Abstract

Captured carbon dioxide flowing in pipelines is impure. The impurities contained in the carbon dioxide fluid impact on the properties of the fluid. The impact of each impurity has not been adequately studied and fully understood. In this study, binary mixtures containing carbon dioxide and one impurity, at the maximum permitted concentration, flowing in pipelines are studied to understand their impact on pipeline performance. A hypothetical 70 km uninsulated pipeline is assumed and simulated using Aspen HYSYS (v.10) and gPROMS (v.5.1.1). The mass flow rate is 2,200,600 kg/h; the internal and external diameters are 0.711 m and 0.785 m. 15 MPa and 9 MPa were assumed as inlet and minimum pressures and 33 °C as the inlet temperature, to ensure that the fluid remain in the dense (subcritical or supercritical) phase.

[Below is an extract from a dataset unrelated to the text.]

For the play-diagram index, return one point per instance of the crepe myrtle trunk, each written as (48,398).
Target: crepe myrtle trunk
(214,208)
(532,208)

Each binary fluid is studied at the maximum allowable concentration and deviations from pure carbon dioxide at the same conditions is determined. These deviations were graded to rank the impurities in order of the degree of impact on each parameter. All impurities had at least one negative impact on carbon dioxide fluid flow. Nitrogen with the highest concentration (10-mol %) had the worst impact on pressure loss (in horizontal pipeline), density, and critical pressure. Hydrogen sulphide (with 1.5-mol %) had the least impact, hardly changing the thermodynamic properties of pure carbon dioxide.